Investigations were continuing into the explosion
Saturday night that killed two and injured 27 at a
McDonald's restaurant in Xian, the capital of north
China's Shaanxi province, Foreign Ministry spokeswoman
Zhang Qiyue said.
But so far, police consider it and another 23 blasts
over a three-day period last week to be unconnected
criminal incidents, she said.
The blast in Xian, one of China's most popular tourist
cities, followed Friday's near-simultaneous detonation
of 22 bombs in two cities in the southern province of
Guangdong, in an apparent grudge attack that killed
five persons and injured seven.
On Sunday, another bomb went off at the home of a
local official in Guiguang city, in Guangxi province,
also in the country's south.
"This explosion and the others were all isolated
criminal cases," Miss Zhang told reporters. "These
incidents by no means show that the general security
situation in China is degrading."
She refused to comment on why Beijing police had
stepped up security in the capital's diplomatic
quarter this week, but insisted China enjoyed social
stability.
Meanwhile in Taipei, a radical pro-independence party
denounced the Taiwan government for bowing to pressure
from Beijing by denying an entry visa to an exiled
Chinese Muslim leader.
The Taiwan Independence Party (TIP) had invited
Dilixat Raxit, spokesman for the East Turkestan
Information Center, a group of exiled Uighur Muslims
from China's northwestern Xinjiang province, to visit
the island, a TIP spokesman said. But the Democratic
Progressive Party government, considered
pro-independence, rejected his visa application.

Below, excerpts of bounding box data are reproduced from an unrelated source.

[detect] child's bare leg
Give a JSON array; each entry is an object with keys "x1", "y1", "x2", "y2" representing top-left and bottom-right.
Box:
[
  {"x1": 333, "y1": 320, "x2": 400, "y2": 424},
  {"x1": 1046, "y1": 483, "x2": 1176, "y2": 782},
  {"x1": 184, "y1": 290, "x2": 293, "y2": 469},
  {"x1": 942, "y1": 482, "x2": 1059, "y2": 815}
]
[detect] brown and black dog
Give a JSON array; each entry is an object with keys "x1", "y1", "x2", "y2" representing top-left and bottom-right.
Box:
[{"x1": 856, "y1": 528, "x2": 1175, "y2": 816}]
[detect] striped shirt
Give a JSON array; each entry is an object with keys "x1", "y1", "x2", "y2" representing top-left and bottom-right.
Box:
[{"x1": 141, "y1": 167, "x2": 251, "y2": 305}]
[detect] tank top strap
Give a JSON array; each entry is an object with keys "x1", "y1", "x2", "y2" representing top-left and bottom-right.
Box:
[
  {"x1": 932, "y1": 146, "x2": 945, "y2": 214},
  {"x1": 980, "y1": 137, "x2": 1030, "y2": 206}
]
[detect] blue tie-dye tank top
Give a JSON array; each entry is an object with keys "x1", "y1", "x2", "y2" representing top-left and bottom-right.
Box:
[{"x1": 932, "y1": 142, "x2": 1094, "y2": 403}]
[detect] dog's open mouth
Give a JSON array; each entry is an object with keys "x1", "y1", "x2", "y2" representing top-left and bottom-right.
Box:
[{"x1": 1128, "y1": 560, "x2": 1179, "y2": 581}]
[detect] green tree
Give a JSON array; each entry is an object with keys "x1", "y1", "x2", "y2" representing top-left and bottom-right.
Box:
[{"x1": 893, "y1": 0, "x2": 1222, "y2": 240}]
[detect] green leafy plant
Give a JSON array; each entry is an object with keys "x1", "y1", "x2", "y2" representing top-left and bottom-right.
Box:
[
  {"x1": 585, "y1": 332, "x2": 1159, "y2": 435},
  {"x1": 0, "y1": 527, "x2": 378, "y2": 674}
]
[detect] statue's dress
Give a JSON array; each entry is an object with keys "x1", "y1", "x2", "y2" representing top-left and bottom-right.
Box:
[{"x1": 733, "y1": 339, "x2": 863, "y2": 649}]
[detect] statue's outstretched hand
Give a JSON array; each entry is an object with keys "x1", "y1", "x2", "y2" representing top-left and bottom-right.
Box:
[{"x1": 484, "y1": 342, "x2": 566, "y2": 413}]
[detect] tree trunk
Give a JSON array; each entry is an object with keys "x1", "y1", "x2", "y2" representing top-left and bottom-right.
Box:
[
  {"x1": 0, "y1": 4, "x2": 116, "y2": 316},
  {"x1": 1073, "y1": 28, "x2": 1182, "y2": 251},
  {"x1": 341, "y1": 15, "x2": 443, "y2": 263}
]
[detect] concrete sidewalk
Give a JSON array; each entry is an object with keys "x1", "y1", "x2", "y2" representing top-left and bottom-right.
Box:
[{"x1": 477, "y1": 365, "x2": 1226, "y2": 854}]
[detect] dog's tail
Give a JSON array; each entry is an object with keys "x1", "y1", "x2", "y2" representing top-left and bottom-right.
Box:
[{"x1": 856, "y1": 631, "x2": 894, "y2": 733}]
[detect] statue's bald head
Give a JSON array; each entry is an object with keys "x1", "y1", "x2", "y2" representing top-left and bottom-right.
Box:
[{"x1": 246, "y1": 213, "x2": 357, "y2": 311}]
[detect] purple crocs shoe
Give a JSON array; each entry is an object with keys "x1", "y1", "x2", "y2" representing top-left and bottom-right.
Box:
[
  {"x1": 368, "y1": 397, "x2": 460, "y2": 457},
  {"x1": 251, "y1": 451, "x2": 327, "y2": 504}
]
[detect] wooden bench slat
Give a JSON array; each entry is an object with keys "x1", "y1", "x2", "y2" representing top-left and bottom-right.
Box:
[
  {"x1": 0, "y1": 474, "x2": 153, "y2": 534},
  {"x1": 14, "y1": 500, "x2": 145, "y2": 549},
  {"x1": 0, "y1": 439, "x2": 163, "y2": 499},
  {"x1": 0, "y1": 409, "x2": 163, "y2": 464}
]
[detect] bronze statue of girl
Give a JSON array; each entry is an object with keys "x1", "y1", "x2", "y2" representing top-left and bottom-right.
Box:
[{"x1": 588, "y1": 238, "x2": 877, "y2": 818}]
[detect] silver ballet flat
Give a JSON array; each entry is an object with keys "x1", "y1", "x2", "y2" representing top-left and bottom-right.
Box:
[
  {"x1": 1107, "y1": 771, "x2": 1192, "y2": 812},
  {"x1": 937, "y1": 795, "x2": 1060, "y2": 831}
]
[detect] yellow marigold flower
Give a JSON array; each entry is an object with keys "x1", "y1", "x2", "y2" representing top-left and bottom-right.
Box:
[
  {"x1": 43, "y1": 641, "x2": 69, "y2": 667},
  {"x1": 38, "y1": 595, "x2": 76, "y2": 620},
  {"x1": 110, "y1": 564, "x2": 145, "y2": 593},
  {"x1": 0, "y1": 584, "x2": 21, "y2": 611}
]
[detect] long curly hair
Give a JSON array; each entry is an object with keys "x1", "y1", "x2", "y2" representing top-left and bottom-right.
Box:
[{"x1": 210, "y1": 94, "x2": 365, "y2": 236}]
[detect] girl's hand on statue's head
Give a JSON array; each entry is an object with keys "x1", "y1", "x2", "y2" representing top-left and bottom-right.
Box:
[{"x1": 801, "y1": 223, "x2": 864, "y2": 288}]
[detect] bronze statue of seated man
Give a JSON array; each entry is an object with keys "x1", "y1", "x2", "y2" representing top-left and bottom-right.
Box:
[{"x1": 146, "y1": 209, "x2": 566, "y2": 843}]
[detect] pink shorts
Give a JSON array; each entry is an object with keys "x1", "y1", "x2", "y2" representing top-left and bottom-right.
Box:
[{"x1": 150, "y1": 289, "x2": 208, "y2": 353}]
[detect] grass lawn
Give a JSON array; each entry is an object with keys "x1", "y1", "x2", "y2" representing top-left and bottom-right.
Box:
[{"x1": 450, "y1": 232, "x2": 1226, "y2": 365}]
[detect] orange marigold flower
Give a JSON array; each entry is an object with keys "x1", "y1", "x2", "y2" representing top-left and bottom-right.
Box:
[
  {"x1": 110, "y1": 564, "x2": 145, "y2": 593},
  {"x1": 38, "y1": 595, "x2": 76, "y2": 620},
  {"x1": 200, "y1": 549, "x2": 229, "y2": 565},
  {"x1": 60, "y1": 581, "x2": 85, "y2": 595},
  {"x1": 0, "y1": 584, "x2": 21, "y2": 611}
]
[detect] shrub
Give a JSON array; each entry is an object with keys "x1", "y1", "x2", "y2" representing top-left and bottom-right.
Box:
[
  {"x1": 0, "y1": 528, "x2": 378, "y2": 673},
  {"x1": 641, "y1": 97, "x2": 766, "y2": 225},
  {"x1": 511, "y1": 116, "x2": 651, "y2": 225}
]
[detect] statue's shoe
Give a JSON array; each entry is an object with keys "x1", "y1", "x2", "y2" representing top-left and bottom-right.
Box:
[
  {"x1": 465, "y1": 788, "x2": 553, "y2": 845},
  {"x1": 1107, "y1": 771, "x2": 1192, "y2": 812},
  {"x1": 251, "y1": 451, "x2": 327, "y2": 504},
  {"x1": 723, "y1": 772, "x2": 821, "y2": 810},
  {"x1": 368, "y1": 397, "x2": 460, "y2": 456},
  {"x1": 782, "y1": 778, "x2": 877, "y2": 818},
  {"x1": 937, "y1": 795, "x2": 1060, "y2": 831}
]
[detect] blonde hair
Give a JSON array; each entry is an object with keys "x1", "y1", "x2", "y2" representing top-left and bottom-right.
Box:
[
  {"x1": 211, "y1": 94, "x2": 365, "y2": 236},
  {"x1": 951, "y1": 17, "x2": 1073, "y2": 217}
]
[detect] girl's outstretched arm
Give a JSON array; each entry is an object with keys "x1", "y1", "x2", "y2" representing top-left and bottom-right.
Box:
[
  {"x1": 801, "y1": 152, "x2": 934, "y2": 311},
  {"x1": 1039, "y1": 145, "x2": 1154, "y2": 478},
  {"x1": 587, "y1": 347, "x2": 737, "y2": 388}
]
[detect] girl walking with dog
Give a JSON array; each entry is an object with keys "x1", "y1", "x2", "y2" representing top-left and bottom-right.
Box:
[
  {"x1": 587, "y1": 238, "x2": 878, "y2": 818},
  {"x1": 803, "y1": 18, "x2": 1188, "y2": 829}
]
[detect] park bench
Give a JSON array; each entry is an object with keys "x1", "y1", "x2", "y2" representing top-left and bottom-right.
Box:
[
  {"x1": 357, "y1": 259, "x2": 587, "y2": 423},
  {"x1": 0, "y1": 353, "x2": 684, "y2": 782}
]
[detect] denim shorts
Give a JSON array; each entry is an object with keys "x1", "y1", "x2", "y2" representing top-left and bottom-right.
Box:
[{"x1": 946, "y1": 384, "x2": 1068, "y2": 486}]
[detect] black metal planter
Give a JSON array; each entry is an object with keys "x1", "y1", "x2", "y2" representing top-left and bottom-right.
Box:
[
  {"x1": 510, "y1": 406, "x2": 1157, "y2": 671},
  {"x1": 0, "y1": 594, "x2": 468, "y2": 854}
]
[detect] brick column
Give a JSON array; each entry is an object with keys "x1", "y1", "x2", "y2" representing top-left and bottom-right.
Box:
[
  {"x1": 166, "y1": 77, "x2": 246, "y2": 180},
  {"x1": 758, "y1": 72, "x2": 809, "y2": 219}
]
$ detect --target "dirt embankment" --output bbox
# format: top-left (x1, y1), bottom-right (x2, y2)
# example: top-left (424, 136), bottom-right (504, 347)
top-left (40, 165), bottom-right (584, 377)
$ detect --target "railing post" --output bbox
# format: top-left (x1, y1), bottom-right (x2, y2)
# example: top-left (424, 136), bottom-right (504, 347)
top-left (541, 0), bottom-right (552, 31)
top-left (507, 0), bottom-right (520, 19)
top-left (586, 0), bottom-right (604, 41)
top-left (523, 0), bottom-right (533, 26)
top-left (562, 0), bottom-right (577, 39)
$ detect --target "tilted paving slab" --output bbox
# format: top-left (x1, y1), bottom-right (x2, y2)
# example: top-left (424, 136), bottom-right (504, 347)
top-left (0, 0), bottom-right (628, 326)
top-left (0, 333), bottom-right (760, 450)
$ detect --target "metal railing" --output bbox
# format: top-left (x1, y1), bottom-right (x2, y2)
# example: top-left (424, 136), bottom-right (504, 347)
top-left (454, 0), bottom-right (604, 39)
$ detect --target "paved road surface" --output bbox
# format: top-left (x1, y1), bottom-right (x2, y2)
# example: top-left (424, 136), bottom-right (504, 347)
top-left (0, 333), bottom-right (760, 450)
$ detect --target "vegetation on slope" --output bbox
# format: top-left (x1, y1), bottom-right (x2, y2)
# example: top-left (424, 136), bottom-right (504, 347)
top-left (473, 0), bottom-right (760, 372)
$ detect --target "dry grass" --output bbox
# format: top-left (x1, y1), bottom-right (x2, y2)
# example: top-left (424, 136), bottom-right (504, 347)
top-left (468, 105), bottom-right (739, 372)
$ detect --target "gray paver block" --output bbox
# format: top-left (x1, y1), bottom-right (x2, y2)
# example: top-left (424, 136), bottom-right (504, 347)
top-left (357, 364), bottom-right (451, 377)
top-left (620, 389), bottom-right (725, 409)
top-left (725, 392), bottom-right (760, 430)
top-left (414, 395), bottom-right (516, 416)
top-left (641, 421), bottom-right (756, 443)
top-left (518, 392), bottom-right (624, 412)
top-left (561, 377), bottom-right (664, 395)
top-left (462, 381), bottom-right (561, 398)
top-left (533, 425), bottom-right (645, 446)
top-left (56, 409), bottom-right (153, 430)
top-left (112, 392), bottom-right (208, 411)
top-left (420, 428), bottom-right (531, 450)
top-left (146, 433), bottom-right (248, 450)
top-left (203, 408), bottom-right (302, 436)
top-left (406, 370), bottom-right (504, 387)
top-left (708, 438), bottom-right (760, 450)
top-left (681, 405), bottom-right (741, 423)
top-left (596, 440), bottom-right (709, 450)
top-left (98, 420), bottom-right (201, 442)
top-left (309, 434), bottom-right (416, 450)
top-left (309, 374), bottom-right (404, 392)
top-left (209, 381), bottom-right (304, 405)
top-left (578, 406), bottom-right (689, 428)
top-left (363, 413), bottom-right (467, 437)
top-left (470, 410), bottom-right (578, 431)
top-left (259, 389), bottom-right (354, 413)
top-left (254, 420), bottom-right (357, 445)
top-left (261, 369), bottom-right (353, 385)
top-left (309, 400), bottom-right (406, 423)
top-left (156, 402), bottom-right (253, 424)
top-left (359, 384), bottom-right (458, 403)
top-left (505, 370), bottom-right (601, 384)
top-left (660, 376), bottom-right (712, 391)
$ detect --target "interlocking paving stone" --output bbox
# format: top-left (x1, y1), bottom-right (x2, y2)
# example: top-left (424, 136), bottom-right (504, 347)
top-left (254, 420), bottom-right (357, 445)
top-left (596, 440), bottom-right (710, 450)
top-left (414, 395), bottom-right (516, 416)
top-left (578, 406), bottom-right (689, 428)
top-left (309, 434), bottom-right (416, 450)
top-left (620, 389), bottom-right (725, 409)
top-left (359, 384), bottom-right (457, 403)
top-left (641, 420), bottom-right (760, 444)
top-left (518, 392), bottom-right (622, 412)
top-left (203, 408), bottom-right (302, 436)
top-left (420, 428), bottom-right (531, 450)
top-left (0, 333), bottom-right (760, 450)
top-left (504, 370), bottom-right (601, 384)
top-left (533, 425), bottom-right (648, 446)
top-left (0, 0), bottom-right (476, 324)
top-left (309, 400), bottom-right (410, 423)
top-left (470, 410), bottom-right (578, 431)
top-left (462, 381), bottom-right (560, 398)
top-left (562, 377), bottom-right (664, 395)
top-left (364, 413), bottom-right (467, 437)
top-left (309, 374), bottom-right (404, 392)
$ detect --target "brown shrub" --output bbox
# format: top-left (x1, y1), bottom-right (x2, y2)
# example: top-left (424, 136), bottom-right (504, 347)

"We have no idea why the government rejected the entry
visa of Mr. Dilixat Raxit while permitting visits by
Chinese democracy activist Wei Jinsheng," TIP
spokesman Huang Yu-yen said. Mr. Wei, who spent 18
years in Chinese prisons, was living in exile in the
United States.
Mr. Dilixat, who lives in Sweden, had hoped to attend
a conference in Taiwan on independence for China's
ethnic minorities.
"We felt the government's refusal to issue him the
entry visa was in deference to Beijing," said Tsai
Ting-lin, another TIP official.
Tensions between Taipei and Beijing rose after Chen
Shui-bian of the DPP swept to power last year, ending
the 51-year rule over the island by the Kuomintang
(Nationalist Party), which favors Taiwan's eventual
reunification with China.
The Uighur leader had planned to meet with Taiwan Vice
President Annette Lu and former President Lee Teng-hui
during the trip.
The McDonald's explosion on Saturday took place at the
base for millions of tourists who flock each year to
see the famous 2,000-year-old army of terra cotta
warriors near Xian.
The bomb went off at 6:30 p.m., when the eatery was
packed with diners, the official Xinhua news agency
reported.
One man, Xie Bin, 22, from central Hubei province, was
killed instantly and 28 persons were injured,
including one who later died from his injuries, media
reports said.
The state-run China Daily said the man killed
instantly was believed to be the bomber, but local
police contacted by Agence France-Presse declined to
confirm this and have released no information about
the identity of the bomber.
An employee of a newspaper in Xian told AFP, however,
that the paper had learned from police that neither of
the two dead was the perpetrator. "They haven't
arrested the bomber yet. They said the two people
killed were just customers," the employee said.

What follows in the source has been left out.